Weitere Einsatzfahrzeuge trafen ein. Er sah einen zweiten Rettungswagen und den Notarztwagen. Vor allem aber konzentrierte er sich darauf, die Fahrer des Lkw und des Audi inmitten der Masse Schaulustiger und Zeugen zu identifizieren.

Eine elegant gekleidete Frau mit regennassem Haar stand in der Nähe der offenen Fahrertür des Audi und starrte wie gebannt auf den Lkw.

Er eilte zu ihr hinüber. »Sind Sie die Fahrerin dieses Wagens?«

Sie nickte mit leerem Blick und schaute unverwandt über seine Schulter.

»Sind Sie verletzt? Brauchen Sie ärztliche Hilfe?«

»Er tauchte aus dem Nichts auf, aus der Seitenstraße, und fuhr genau auf mich zu. Ich musste ausweichen, sonst hätte ich ihn erwischt.«

»Wen?« Er beugte sich vor, um an ihrem Atem zu riechen. Ein schwacher Hauch von Alkohol.

»Den Radfahrer«, sagte sie wie betäubt.

»Haben Sie einen weißen Lieferwagen gesehen?«

»Er war genau hinter mir, er ist ganz dicht aufgefahren.«

Pattenden warf einen raschen Blick auf den Audi. Obwohl die Motorhaube zusammengedrückt war und die Airbags sich geöffnet hatten, wirkte das Wageninnere intakt.

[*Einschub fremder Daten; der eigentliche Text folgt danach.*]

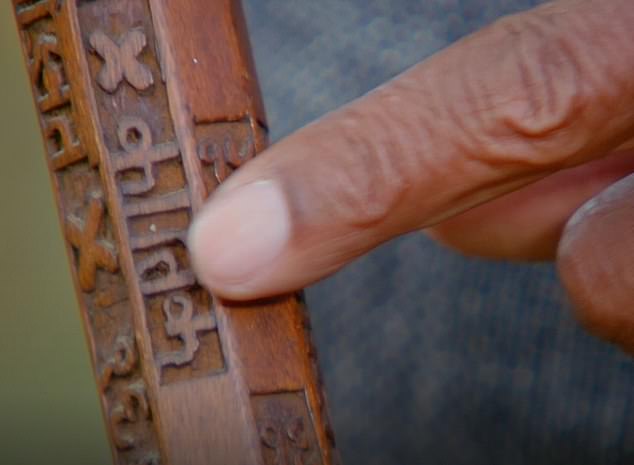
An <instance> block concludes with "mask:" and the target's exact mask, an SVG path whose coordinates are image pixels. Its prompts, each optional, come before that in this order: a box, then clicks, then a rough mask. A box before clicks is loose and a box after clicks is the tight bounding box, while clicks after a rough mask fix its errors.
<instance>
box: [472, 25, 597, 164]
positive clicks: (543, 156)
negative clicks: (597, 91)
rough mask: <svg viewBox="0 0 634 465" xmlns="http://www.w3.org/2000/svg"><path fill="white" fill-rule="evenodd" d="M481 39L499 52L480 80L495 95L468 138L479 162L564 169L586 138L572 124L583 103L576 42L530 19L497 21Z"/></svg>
mask: <svg viewBox="0 0 634 465" xmlns="http://www.w3.org/2000/svg"><path fill="white" fill-rule="evenodd" d="M489 34H490V35H491V36H490V37H491V38H492V40H493V42H495V43H499V44H500V47H501V50H500V54H499V55H498V56H499V66H498V67H496V69H495V70H493V72H494V73H495V74H494V75H492V74H491V72H489V73H488V75H487V76H486V78H487V79H490V80H491V81H492V82H493V83H495V84H496V87H497V88H496V90H495V92H493V93H492V94H491V96H490V98H489V100H488V101H487V102H486V106H485V107H484V108H476V109H475V112H476V113H477V114H479V115H480V118H479V121H480V126H479V127H476V134H475V135H474V138H475V139H476V140H477V141H478V142H479V144H480V147H483V148H484V150H482V151H481V152H480V153H481V154H482V156H483V159H484V161H488V162H493V163H497V164H499V163H507V164H508V163H519V164H521V165H522V166H523V167H537V168H544V167H546V166H549V167H552V166H556V165H557V164H558V163H560V164H561V165H566V164H567V163H568V162H569V161H570V160H569V158H570V157H571V156H573V155H574V154H575V153H576V152H577V151H578V150H580V149H581V148H582V147H583V146H585V145H586V144H587V143H588V140H589V138H590V137H592V135H591V134H589V132H588V131H584V130H581V128H582V126H583V125H582V124H578V123H580V122H582V121H583V120H584V118H585V115H586V113H587V110H588V109H589V106H590V105H591V98H590V97H591V95H590V89H589V87H588V85H587V84H588V79H587V77H586V75H585V69H584V66H582V64H581V61H580V53H583V51H582V50H581V49H580V46H579V44H578V43H577V41H576V37H575V36H574V35H572V34H570V33H569V31H567V30H565V28H560V27H558V26H557V21H555V20H553V18H552V17H551V16H550V15H547V14H537V13H533V14H526V13H525V14H522V15H514V16H509V17H506V18H503V19H501V20H499V21H498V22H497V23H495V24H494V25H493V26H492V27H491V29H490V30H489ZM489 85H490V84H489Z"/></svg>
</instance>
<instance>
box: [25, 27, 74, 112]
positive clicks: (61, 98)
mask: <svg viewBox="0 0 634 465" xmlns="http://www.w3.org/2000/svg"><path fill="white" fill-rule="evenodd" d="M31 44H32V53H33V57H32V59H31V62H30V63H29V74H30V75H31V82H32V83H33V86H34V87H35V89H37V95H36V99H37V102H38V104H39V106H40V110H41V111H44V112H46V111H50V110H54V109H55V108H58V107H60V106H62V105H65V104H66V103H68V101H69V100H70V88H69V87H68V84H66V83H65V78H64V72H63V66H62V63H61V56H60V51H59V45H58V41H57V37H55V36H54V35H53V34H47V33H41V34H39V35H38V36H37V37H36V38H35V40H34V41H32V42H31Z"/></svg>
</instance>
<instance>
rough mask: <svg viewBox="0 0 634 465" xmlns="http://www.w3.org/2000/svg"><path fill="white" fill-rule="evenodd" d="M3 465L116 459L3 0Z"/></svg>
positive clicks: (34, 124) (28, 92)
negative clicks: (110, 445) (83, 334)
mask: <svg viewBox="0 0 634 465" xmlns="http://www.w3.org/2000/svg"><path fill="white" fill-rule="evenodd" d="M0 70H1V71H2V72H1V73H0V104H1V106H0V141H1V143H0V160H1V164H0V215H1V216H0V295H1V299H0V302H1V303H0V465H36V464H40V463H42V464H44V463H46V464H47V465H57V464H60V465H74V464H78V465H79V464H82V465H87V464H91V465H99V464H108V463H111V456H110V450H109V447H108V445H107V442H106V436H105V429H104V426H103V422H102V417H101V411H100V407H99V403H98V398H97V391H96V385H95V382H94V380H93V378H92V371H91V368H90V360H89V357H88V349H87V345H86V342H85V339H84V335H83V331H82V328H81V321H80V317H79V311H78V307H77V303H76V301H75V296H74V293H73V289H72V283H71V279H70V273H69V268H68V265H67V263H66V256H65V251H64V245H63V242H62V237H61V232H60V227H59V225H58V220H57V216H56V215H57V214H56V211H55V205H54V203H53V197H52V194H51V184H50V181H49V177H48V173H47V170H46V165H45V159H44V153H43V146H42V142H41V139H40V134H39V129H38V126H37V120H36V114H35V110H34V106H33V102H32V99H31V93H30V89H29V84H28V78H27V74H26V70H25V67H24V65H23V62H22V55H21V49H20V46H19V43H18V34H17V32H16V28H15V25H14V23H13V17H12V11H11V2H9V1H2V2H0Z"/></svg>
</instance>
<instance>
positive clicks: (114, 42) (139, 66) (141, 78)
mask: <svg viewBox="0 0 634 465" xmlns="http://www.w3.org/2000/svg"><path fill="white" fill-rule="evenodd" d="M90 45H91V46H92V48H93V49H94V50H95V52H97V53H98V54H99V56H100V57H101V58H103V60H104V65H103V68H101V71H100V72H99V76H98V77H97V82H98V83H99V85H100V86H101V87H102V88H103V90H105V91H106V92H109V93H113V92H114V91H115V90H117V87H119V84H120V83H121V81H122V80H123V78H124V77H125V79H126V81H128V82H129V83H130V85H131V86H132V87H134V88H135V89H137V90H145V89H147V88H148V87H150V86H151V85H152V84H153V83H154V78H153V77H152V72H151V71H150V69H149V68H148V67H147V66H145V65H144V64H142V63H139V61H138V60H137V57H138V55H139V54H140V53H141V52H142V51H143V49H144V48H145V46H146V45H147V39H146V37H145V33H144V32H143V31H141V30H139V29H133V30H131V31H128V32H126V33H125V34H124V35H123V37H121V39H120V40H119V42H118V43H115V42H113V41H112V39H110V37H108V36H107V35H106V34H104V33H103V32H102V31H95V32H93V33H92V34H91V36H90Z"/></svg>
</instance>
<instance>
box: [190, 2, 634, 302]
mask: <svg viewBox="0 0 634 465" xmlns="http://www.w3.org/2000/svg"><path fill="white" fill-rule="evenodd" d="M632 23H634V9H632V8H631V0H596V1H592V0H588V1H574V0H573V1H564V2H559V3H555V4H550V5H548V6H544V7H540V8H538V9H535V10H532V11H529V12H527V13H523V14H520V15H516V16H512V17H508V18H506V19H503V20H501V21H498V22H497V23H495V24H494V25H493V26H491V27H489V28H488V29H485V30H483V31H481V32H479V33H476V34H475V35H473V36H471V37H469V38H467V39H465V40H463V41H461V42H459V43H457V44H456V45H454V46H452V47H450V48H448V49H447V50H445V51H444V52H441V53H439V54H437V55H436V56H434V57H432V58H431V59H429V60H427V61H425V62H423V63H421V64H419V65H417V66H416V67H414V68H412V69H411V70H409V71H408V72H406V73H405V74H403V75H402V76H400V77H398V78H396V79H394V80H393V81H391V82H390V83H388V84H386V85H384V86H382V87H381V88H379V89H377V90H375V91H374V92H372V93H370V94H368V95H367V96H365V97H363V98H361V99H359V100H357V101H355V102H352V103H351V104H349V105H347V106H346V107H344V108H342V109H340V110H338V111H336V112H334V113H331V114H329V115H327V116H326V117H324V118H323V119H321V120H319V121H317V122H315V123H313V124H312V125H309V126H307V127H306V128H304V129H302V130H300V131H298V132H297V133H295V134H294V135H292V136H290V137H288V138H287V139H285V140H283V141H282V142H280V143H278V144H276V145H275V146H273V147H271V148H270V149H269V150H266V151H265V152H264V153H262V154H261V155H259V156H258V157H257V158H256V159H255V160H253V161H252V162H250V163H249V164H247V166H245V167H244V168H243V169H241V170H240V172H238V173H236V174H234V175H233V176H232V177H231V178H230V179H229V180H228V181H227V182H226V183H225V184H224V185H223V186H222V187H221V188H220V189H218V190H217V191H216V193H215V194H214V195H213V196H212V198H211V199H210V201H209V203H208V204H207V205H206V207H205V208H204V209H203V210H202V211H201V213H200V214H199V216H198V217H197V219H196V220H195V221H194V224H193V226H192V228H191V231H190V236H189V247H190V253H191V257H192V261H193V264H194V267H195V269H196V270H197V272H198V275H199V278H200V280H201V281H202V283H203V284H205V285H206V286H207V287H208V288H210V289H211V290H212V291H213V292H215V293H216V294H217V295H220V296H223V297H229V298H234V299H249V298H256V297H262V296H266V295H271V294H276V293H282V292H286V291H290V290H293V289H297V288H300V287H302V286H304V285H306V284H308V283H310V282H313V281H315V280H317V279H320V278H322V277H324V276H326V275H328V274H330V273H332V272H334V271H336V270H337V269H339V268H340V267H341V266H343V265H344V264H346V263H348V262H349V261H351V260H352V259H354V258H355V257H357V256H359V255H361V254H363V253H365V252H367V251H369V250H370V249H372V248H373V247H376V246H377V245H379V244H381V243H382V242H384V241H386V240H388V239H390V238H392V237H394V236H396V235H399V234H403V233H405V232H408V231H412V230H416V229H420V228H423V227H426V226H429V225H431V224H434V223H436V222H438V221H441V220H443V219H445V218H448V217H449V216H451V215H454V214H456V213H458V212H461V211H464V210H465V209H467V208H470V207H472V206H474V205H477V204H479V203H482V202H485V201H487V200H489V199H492V198H494V197H496V196H499V195H502V194H504V193H507V192H509V191H511V190H513V189H517V188H519V187H520V186H523V185H525V184H527V183H530V182H532V181H535V180H537V179H539V178H541V177H543V176H546V175H548V174H550V173H552V172H554V171H556V170H558V169H561V168H565V167H569V166H573V165H575V164H579V163H582V162H584V161H587V160H589V159H590V158H591V157H592V156H593V155H594V154H597V153H605V152H607V151H608V150H609V149H611V148H613V147H615V146H617V145H618V144H619V143H621V142H623V141H624V140H625V139H627V138H628V136H631V135H632V130H633V129H634V112H632V108H634V85H633V82H632V78H631V70H632V68H634V32H633V31H634V30H633V29H632V28H631V24H632ZM605 76H610V79H605Z"/></svg>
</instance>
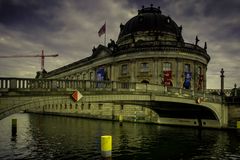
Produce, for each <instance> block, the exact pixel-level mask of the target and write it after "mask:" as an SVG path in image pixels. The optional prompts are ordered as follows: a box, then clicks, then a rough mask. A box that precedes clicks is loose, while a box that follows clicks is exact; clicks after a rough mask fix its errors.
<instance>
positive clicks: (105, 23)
mask: <svg viewBox="0 0 240 160" xmlns="http://www.w3.org/2000/svg"><path fill="white" fill-rule="evenodd" d="M106 39H107V23H106V20H105V35H104V46H106Z"/></svg>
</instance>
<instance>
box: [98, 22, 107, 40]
mask: <svg viewBox="0 0 240 160" xmlns="http://www.w3.org/2000/svg"><path fill="white" fill-rule="evenodd" d="M105 33H106V22H105V23H104V25H103V26H102V27H101V28H100V30H99V31H98V36H99V37H101V35H103V34H105Z"/></svg>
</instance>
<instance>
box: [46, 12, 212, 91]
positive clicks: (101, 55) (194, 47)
mask: <svg viewBox="0 0 240 160" xmlns="http://www.w3.org/2000/svg"><path fill="white" fill-rule="evenodd" d="M156 15H157V17H158V19H157V20H159V23H161V24H162V25H161V26H159V24H158V23H156V22H155V21H156V19H154V18H153V17H154V16H156ZM141 18H143V23H144V20H145V21H146V24H142V23H141V22H139V20H138V19H141ZM138 23H139V24H138ZM148 23H151V24H152V25H156V26H155V27H159V28H156V29H155V30H152V26H150V27H146V26H147V24H148ZM141 25H143V26H144V27H143V28H139V26H140V27H141ZM181 30H182V28H181V27H178V26H177V24H176V23H175V22H174V21H173V20H172V19H171V18H170V17H168V16H164V15H162V14H161V11H160V9H158V8H153V7H150V8H143V9H142V10H140V11H139V14H138V15H137V16H135V17H133V18H132V19H130V20H129V21H128V22H127V23H126V24H125V25H122V24H121V26H120V34H119V38H118V40H117V42H116V43H115V42H114V41H113V40H111V42H110V43H109V44H108V46H102V45H99V46H98V47H97V48H95V47H94V48H93V52H92V55H91V56H90V57H87V58H85V59H82V60H79V61H77V62H74V63H72V64H69V65H66V66H64V67H61V68H58V69H56V70H53V71H51V72H49V73H47V74H45V75H44V77H45V78H51V79H54V78H62V79H71V80H109V81H127V82H143V83H153V84H164V85H170V86H174V87H180V88H182V87H183V88H187V89H192V90H200V91H204V90H205V89H206V71H207V64H208V62H209V60H210V57H209V55H208V54H207V51H206V46H205V47H204V48H201V47H199V46H198V45H197V43H198V41H199V40H198V39H197V37H196V42H195V44H189V43H185V42H184V40H183V38H182V35H181ZM169 73H170V74H169ZM186 73H189V75H190V79H189V83H190V84H188V85H189V86H188V87H186V86H185V81H186V79H187V77H186V75H187V74H186ZM99 75H100V77H99ZM166 75H167V76H166ZM101 76H102V77H101Z"/></svg>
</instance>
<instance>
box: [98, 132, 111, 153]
mask: <svg viewBox="0 0 240 160" xmlns="http://www.w3.org/2000/svg"><path fill="white" fill-rule="evenodd" d="M101 154H102V157H111V156H112V136H109V135H105V136H101Z"/></svg>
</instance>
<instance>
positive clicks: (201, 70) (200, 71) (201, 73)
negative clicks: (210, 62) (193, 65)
mask: <svg viewBox="0 0 240 160" xmlns="http://www.w3.org/2000/svg"><path fill="white" fill-rule="evenodd" d="M197 74H198V76H199V75H201V74H202V67H200V66H199V67H198V69H197Z"/></svg>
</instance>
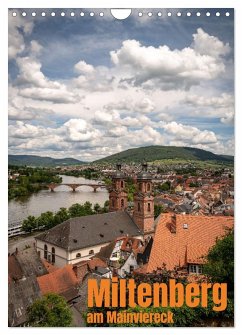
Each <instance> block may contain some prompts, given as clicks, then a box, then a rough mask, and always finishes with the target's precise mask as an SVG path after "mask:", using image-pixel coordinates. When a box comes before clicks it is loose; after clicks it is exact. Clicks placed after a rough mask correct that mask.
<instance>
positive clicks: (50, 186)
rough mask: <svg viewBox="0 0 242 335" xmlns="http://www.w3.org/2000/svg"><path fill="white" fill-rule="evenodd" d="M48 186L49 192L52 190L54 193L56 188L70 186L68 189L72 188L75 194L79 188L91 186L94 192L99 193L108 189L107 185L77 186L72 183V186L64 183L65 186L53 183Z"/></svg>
mask: <svg viewBox="0 0 242 335" xmlns="http://www.w3.org/2000/svg"><path fill="white" fill-rule="evenodd" d="M46 186H47V187H48V188H49V190H51V192H54V190H55V188H57V187H59V186H68V187H70V188H71V189H72V191H73V192H75V191H76V189H77V188H78V187H80V186H90V187H92V188H93V191H94V192H97V189H98V188H107V187H106V185H105V184H86V183H85V184H75V183H71V184H69V183H68V184H66V183H64V184H57V183H51V184H48V185H46Z"/></svg>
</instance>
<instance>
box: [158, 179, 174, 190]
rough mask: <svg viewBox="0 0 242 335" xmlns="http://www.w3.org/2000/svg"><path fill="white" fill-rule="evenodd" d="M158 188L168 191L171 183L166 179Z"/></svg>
mask: <svg viewBox="0 0 242 335" xmlns="http://www.w3.org/2000/svg"><path fill="white" fill-rule="evenodd" d="M158 188H159V190H160V191H169V190H170V188H171V183H170V182H169V181H166V182H165V183H163V184H162V185H159V186H158Z"/></svg>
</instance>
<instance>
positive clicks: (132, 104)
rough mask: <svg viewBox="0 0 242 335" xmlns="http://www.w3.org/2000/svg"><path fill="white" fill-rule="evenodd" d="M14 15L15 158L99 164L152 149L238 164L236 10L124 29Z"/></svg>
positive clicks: (67, 13)
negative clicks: (140, 146) (70, 159)
mask: <svg viewBox="0 0 242 335" xmlns="http://www.w3.org/2000/svg"><path fill="white" fill-rule="evenodd" d="M13 11H14V10H10V11H9V152H10V153H13V154H38V155H42V156H44V155H48V156H52V157H76V158H79V159H81V160H84V161H92V160H95V159H99V158H101V157H105V156H107V155H110V154H113V153H116V152H119V151H122V150H126V149H128V148H132V147H139V146H146V145H152V144H154V145H177V146H192V147H199V148H203V149H206V150H210V151H212V152H215V153H220V154H234V124H233V122H234V97H233V93H234V87H233V81H234V78H233V71H234V69H233V53H234V52H233V51H234V50H233V43H234V42H233V29H234V28H233V11H232V10H230V9H222V10H220V16H216V12H217V11H218V10H209V11H210V13H211V15H210V17H208V16H206V12H207V10H204V9H201V10H197V9H196V10H189V11H190V12H191V16H190V17H188V16H186V12H187V11H186V10H183V9H178V10H176V9H172V10H157V11H154V10H152V12H153V15H152V16H151V17H149V16H148V15H147V14H148V12H150V11H149V10H148V9H145V10H133V12H132V15H131V16H130V17H129V18H128V19H126V20H123V21H119V20H115V19H114V18H113V17H112V16H111V14H110V13H109V11H108V10H97V9H95V10H93V12H94V14H95V15H94V16H93V17H91V16H90V12H92V11H91V10H88V11H87V10H83V12H84V13H85V15H84V16H83V17H82V16H80V15H79V14H80V12H81V11H82V10H80V9H79V10H66V9H65V10H62V9H58V10H56V9H55V10H45V11H46V16H45V17H42V16H41V12H43V10H41V9H38V10H36V9H35V10H31V9H28V10H21V12H22V11H25V12H26V13H27V15H26V16H25V17H23V16H22V15H21V12H20V11H15V12H16V13H17V16H16V17H13V16H12V12H13ZM33 11H35V12H36V16H35V17H32V16H31V13H32V12H33ZM52 11H55V13H56V15H55V17H52V16H51V14H50V13H51V12H52ZM101 11H102V12H104V16H103V17H100V16H99V12H101ZM198 11H199V12H200V16H197V15H196V13H197V12H198ZM61 12H65V16H61ZM71 12H74V13H75V16H73V17H72V16H71V15H70V13H71ZM139 12H142V13H143V16H142V17H139V16H138V13H139ZM158 12H161V13H162V16H158V15H157V13H158ZM167 12H171V14H172V15H171V17H168V16H167ZM177 12H181V14H182V15H181V16H180V17H178V16H177ZM226 12H229V13H230V15H229V16H226V15H225V13H226Z"/></svg>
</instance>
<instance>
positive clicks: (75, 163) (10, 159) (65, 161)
mask: <svg viewBox="0 0 242 335" xmlns="http://www.w3.org/2000/svg"><path fill="white" fill-rule="evenodd" d="M8 164H9V165H17V166H24V165H27V166H36V167H37V166H38V167H40V166H42V167H48V166H65V165H80V164H83V162H81V161H79V160H77V159H74V158H62V159H57V158H51V157H41V156H33V155H9V156H8Z"/></svg>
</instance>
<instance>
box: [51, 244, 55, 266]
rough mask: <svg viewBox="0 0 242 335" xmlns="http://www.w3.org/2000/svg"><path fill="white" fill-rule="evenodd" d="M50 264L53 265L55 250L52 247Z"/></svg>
mask: <svg viewBox="0 0 242 335" xmlns="http://www.w3.org/2000/svg"><path fill="white" fill-rule="evenodd" d="M51 262H52V263H55V248H54V247H52V249H51Z"/></svg>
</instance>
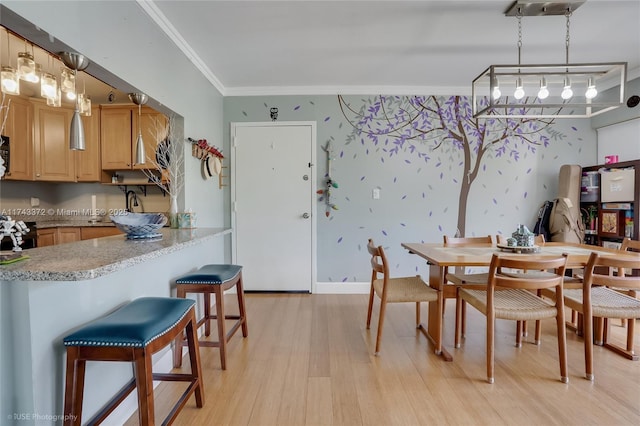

»Gut, Madam, würden Sie bitte für einige Minuten in Ihren Wagen steigen?« Er nahm sie sanft bei den Schultern und drehte sie von der Unfallstelle weg. Wenn Fahrer, die in einen schweren Unfall verwickelt waren, zu lange auf das Grauen starrten, erlitten sie ein Trauma. Die Frau war schon kurz davor. Er schob sie zu ihrem Auto und sah zu, wie sie einstieg. Die Tür ließ sich nur mühsam öffnen, vermutlich waren die Scharniere verbogen.

Ein Polizeihelfer kam auf ihn zugelaufen. »Sind noch mehr von euch da?«

»Ja, Sir.« Der Mann deutete auf zwei Kollegen, die sich im Laufschritt näherten.

»Gut. Sie warten hier und sorgen dafür, dass die Dame im Wagen bleibt.«

Zu seiner Erleichterung tauchte die schlanke Gestalt seines diensthabenden Vorgesetzten Sergeant Paul Wood auf, der mit entschlossener Miene auf ihn zukam. Er trug eine Rolle Absperrband und unter jedem Arm einen Absperrkegel.

Nun blieb nicht mehr alles an ihm hängen.